Computer-Aided Formal Security Analysis of the Web Platform

In this talk, Matteo Maffei will give an overview on this research line, illustrating how formal methods can positively impact browser and web security. He will initially exemplify how web security properties can be formalized and enforced, both in browsers and at the level of web specifications. He will then focus on WebSpec, a framework encompassing a formal model of the browser in Coq and a compiler turning Coq specifications into SMT-Lib formulas, thereby enabling the usage of off-the-shelf SMT solvers to automatically discover vulnerabilities and prove security properties. This line of research brings together formal methods and applied security in a cross-fertilizing feedback loop: vulnerabilities identified in the model are measured in the wild and large-scale evaluations often bring back new threat models that are then fed into the formal specification. This approach allowed us to identify a number of vulnerabilities in the specification and interaction of web components, and to identify fixes that we proved correct in our model.

Mind the gap: the challenges of taking differential privacy out of the lab and into the field

Differential privacy is a formal model of privacy protection that has received sustained attention from the research community, whose work has shown that it is possible to reveal accurate information about a population while rigorously protecting the privacy of its constituents. While DP offers a compelling promise, organizations that choose to adopt it as their privacy standard face a number of challenges doing so.

How have threat models changed since 2018 and how hardware security can help handle the new threats?

Since the disclosure of Spectre attacks in 2018, both academia and industry have made considerable efforts to defend against all variants of transient execution attacks, the class of attacks to which Spectre belongs to. The first part of this presentation will be dedicated to discovering how these attacks change the way we reason about threat models in security. The second part of the presentation will introduce a new generic formal processor model - called ProSpeCT - to prevent transient execution attacks by construction. ProSpeCT has also been implemented on top of an open-source RISC-V processor and will be presented in Usenix Security 23 in a joint work with Lesly-Ann Daniel, Marton Bognar, Job Noorman, Sébastien Bardin, and Frank Piessens.
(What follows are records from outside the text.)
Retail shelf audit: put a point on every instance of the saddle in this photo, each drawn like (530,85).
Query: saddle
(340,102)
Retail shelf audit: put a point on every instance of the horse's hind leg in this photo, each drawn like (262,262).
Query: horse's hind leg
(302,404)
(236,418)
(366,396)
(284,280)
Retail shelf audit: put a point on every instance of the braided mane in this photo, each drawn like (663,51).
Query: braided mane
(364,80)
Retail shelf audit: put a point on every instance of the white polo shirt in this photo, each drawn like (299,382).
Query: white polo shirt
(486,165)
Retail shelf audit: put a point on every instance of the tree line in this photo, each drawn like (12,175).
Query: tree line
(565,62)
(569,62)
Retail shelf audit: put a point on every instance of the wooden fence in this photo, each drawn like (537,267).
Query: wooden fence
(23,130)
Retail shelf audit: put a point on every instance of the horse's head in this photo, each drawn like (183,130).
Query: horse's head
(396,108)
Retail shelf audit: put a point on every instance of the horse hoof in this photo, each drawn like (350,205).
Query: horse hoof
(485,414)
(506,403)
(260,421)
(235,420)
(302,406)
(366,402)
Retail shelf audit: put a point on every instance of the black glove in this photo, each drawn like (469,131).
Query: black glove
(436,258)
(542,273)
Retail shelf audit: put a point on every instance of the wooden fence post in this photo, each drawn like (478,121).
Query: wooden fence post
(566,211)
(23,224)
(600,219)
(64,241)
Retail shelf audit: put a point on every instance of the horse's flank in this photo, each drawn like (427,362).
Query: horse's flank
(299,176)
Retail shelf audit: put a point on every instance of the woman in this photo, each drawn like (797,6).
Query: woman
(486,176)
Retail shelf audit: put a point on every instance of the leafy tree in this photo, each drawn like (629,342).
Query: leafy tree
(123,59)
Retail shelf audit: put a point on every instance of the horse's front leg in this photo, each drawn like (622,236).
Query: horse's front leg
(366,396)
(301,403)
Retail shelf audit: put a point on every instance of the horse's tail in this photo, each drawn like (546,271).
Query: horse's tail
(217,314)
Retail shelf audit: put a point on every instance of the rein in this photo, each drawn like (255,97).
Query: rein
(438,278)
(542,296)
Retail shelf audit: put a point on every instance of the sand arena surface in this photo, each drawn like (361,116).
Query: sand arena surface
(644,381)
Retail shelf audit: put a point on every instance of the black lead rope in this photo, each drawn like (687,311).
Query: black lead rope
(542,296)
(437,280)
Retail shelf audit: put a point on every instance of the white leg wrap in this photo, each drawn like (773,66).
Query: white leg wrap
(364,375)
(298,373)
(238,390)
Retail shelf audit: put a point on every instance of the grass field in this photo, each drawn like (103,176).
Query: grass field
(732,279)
Categorical Composable Cryptography

We formalize the simulation paradigm of cryptography in terms of category theory and show that protocols secure against abstract attacks form a symmetric monoidal category (≈ can be composed sequentially and in parallel). This gives an abstract model of composable security definitions in cryptography that is not tied to any particular machine model. Our model is able to incorporate computational security, set-up assumptions and various attack models such as colluding or independently acting subsets of adversaries in a modular, flexible fashion. We conclude by using string diagrams to rederive the security of the one-time pad and no-go results concerning the limits of bipartite and tripartite cryptography, ruling out e.g., composable commitments and broadcasting.

Composable Non-interactive Zero-knowledge Proofs in the Random Oracle Model

In this talk, I will give an overview of techniques to compile Sigma protocols—a popular class of interactive cryptographic proofs—to non-interactive proofs that guarantee security when used in any larger protocol context. The aim of the talk will be to provide an introduction to the area to system designers who typically use cryptographic tools as a black box, while also providing insight into some interesting technical subtleties that I uncovered in a recent work.

FrodoPIR: Simple, Scalable, Single-Server Private Information Retrieval

In this talk, Sofía will present FrodoPIR, a highly configurable, stateful, singleserver Private Information Retrieval (PIR) scheme that involves an offline phase that is completely client-independent.

Privacy with Good Taste: A Case Study in Quantifying Privacy Risks in Genetic Scores

In this talk, Raul will present a novel methodology to quantify and prevent privacy risks by focusing on polygenic scores and phenotypic information.

Publicly Auditable Privacy Revocation

This seminar presents research on anonymous credentials with Publicly Auditable Privacy Revocation (PAPR). PAPR credentials simultaneously provide conditional user privacy and auditable privacy revocation for credential systems.

PrePaMS: Privacy-Preserving Participant Management for Studies with Rewards

Felix will introduce PrePaMS, an efficient participation management system that supports prerequisite checks and reward procedures in a privacy-preserving way. By using a set of proven cryptographic primitives and mechanisms, participations are protected so that service providers and organizers cannot derive the identity of participants even within the reward process.

Social psychology and its potential effect on security when developing software systems

In this talk, Lucas will address the under-researched area of combining social psychology findings with the construction of secure software systems.